This volume presents the reader with a stimulating rich tapestry of essays exploring the nature of action and intentionality, and discussing their role in human development. As the contributions make clear, action is an integrative concept that forms the bridge between our psychological, biological, and sociocultural worlds. Action is also integrative in the sense of entailing motivational, emotional, and cognitive systems, and this integration too is well represented in the chapters. Action is defined, and distinguished from behavior, according to its intentional quality. Thus, a constantly recurring theme in the volume involves the dialectic of action-intentionality, and specifically the questions of how and when these concepts are to be distinguished.

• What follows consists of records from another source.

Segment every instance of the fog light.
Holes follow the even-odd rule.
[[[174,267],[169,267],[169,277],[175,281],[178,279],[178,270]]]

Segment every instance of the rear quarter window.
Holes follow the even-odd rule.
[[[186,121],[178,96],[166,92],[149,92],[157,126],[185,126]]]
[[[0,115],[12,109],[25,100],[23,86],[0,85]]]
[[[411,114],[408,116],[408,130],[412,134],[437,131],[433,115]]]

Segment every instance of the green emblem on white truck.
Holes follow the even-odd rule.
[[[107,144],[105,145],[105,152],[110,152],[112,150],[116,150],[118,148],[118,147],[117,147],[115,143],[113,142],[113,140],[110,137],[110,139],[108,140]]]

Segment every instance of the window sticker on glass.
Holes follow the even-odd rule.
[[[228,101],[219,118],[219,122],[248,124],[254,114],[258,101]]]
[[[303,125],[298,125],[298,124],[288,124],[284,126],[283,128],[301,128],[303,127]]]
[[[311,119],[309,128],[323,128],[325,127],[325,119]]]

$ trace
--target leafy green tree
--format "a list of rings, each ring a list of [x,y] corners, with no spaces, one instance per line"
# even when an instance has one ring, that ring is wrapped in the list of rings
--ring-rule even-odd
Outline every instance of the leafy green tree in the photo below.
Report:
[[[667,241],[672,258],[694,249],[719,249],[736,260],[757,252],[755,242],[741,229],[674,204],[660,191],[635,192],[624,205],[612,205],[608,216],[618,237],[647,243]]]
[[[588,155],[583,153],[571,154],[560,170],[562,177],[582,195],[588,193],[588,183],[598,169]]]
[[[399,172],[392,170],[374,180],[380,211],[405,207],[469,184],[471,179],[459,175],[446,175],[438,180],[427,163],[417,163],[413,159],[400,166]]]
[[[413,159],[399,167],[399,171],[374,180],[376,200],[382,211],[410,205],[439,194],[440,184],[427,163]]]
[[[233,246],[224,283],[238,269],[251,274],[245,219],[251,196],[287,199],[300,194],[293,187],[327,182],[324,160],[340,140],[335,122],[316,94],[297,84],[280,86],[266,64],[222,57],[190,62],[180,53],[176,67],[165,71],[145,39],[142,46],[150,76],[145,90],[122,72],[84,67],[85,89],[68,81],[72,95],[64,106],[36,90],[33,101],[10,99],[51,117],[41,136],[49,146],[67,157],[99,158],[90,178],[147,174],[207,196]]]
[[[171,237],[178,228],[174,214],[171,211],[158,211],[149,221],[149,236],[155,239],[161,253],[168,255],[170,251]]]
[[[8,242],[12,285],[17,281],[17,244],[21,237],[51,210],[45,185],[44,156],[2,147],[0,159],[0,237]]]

Chapter 8: Life Planning: Anticipating Future Life Goals and Managing Personal Development
Life Planning: Anticipating Future Life Goals and Managing Personal Development
Why do individuals actively anticipate and make plans about future life events or life goals? Motivational theories suggest that anticipatory planning serves several purposes. It reduces uncertainty, helps the individual to get over initial problems in starting work on a goal, establishes a mind-set conducive to achieving the goal, and helps to minimize stress for the individual and others (e.g., Aspinwall & Taylor, 1997; Buehler, Griffin, & MacDonald, 1997; Gollwitzer, 1996). Planning also provides the individual with a means of testing alternative actions without actually evoking the physical resources or social and personal costs necessary to engage in the action (Austin & Vancouver, 1996). Furthermore, once ...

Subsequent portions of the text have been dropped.